The cut came despite the country’s 2.5 per cent inflation breaching the bank’s 2 per cent target.
The BOE cited broader concerns about the slowing economy as the reason for the cut, prompting some analysts to tip there will be more cuts to come this year.
The rate-holders
EUROPEAN CENTRAL BANK
The European Central Bank has kept interest rates steady at 4 per cent since June last year. The stand-still is despite the fact the region’s 3.2 per cent inflation rate is well outside its target band of 2 per cent and is the highest level since the euro was launched in 1999.
NEW ZEALAND
At 8.25 per cent, New Zealand’s key interest rate is the second highest in the developed world (behind Iceland).

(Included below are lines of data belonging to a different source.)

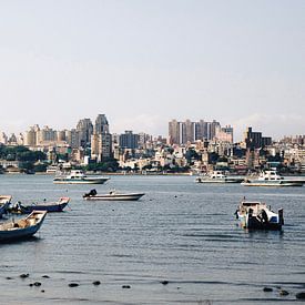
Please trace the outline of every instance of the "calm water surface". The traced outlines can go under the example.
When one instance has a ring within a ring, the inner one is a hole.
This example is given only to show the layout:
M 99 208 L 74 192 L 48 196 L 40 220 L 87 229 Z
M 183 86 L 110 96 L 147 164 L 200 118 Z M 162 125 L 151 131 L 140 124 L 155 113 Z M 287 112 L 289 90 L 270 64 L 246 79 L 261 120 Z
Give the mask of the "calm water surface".
M 0 244 L 0 304 L 289 304 L 305 291 L 305 186 L 111 176 L 94 185 L 99 193 L 146 195 L 139 202 L 87 202 L 82 194 L 92 186 L 52 179 L 0 175 L 0 193 L 13 202 L 71 197 L 71 210 L 48 214 L 37 237 Z M 233 214 L 243 196 L 284 207 L 284 231 L 238 227 Z M 22 273 L 30 276 L 22 279 Z M 40 287 L 29 286 L 37 281 Z M 79 286 L 69 287 L 72 282 Z M 273 292 L 263 292 L 265 286 Z M 279 296 L 278 287 L 289 295 Z

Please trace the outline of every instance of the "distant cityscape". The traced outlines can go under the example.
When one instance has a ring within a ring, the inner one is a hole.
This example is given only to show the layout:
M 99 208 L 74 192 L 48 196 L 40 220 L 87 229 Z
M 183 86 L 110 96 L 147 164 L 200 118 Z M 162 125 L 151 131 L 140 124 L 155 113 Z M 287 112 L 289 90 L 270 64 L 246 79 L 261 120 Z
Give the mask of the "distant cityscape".
M 75 129 L 57 131 L 30 126 L 18 135 L 0 133 L 1 172 L 87 171 L 123 173 L 204 173 L 213 170 L 235 174 L 276 167 L 305 173 L 305 135 L 273 141 L 247 126 L 234 143 L 234 130 L 213 120 L 169 122 L 167 136 L 145 132 L 111 133 L 105 114 L 82 119 Z

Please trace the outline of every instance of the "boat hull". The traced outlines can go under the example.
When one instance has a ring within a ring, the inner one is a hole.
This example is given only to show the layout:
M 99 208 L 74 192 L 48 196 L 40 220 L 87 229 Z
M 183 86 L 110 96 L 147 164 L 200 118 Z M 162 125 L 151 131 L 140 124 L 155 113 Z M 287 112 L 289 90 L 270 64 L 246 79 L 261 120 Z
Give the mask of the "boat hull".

The Reserve Bank of New Zealand has not moved rates since July last year, after several years of regular rises. The country’s inflation rate of 3.4 per cent is outside the central bank’s target of 1 to 3 per cent. Economists are tipping the RBNZ could cut rates by the end of the year – but only if all signs point to inflation being firmly under control.
JAPAN
Japan’s central bank left its key interest rate unchanged at 0.5 per cent when it met at the end of last month.
Japan has had the opposite problem to many other economies in recent years, battling deflation rather than price increases. Deflation is a sustained fall in prices. It’s seen as a negative for an economy because it usually leads to companies dropping production levels, which has a flow on effect on wages, demand and investments.
Japan is now back in inflationary growth zone, with the current 1.2 per cent inflation rate a decade high for the country.
The rate-hiker
ICELAND
Iceland’s 15.5 per cent official interest rate is the result of drastic rate hikes – one of 1.25 per cent at an emergency meeting in March – made in an effort to tame inflation.
The country’s 8.7 per cent inflation rate is well above the bank’s 2.5 per cent target.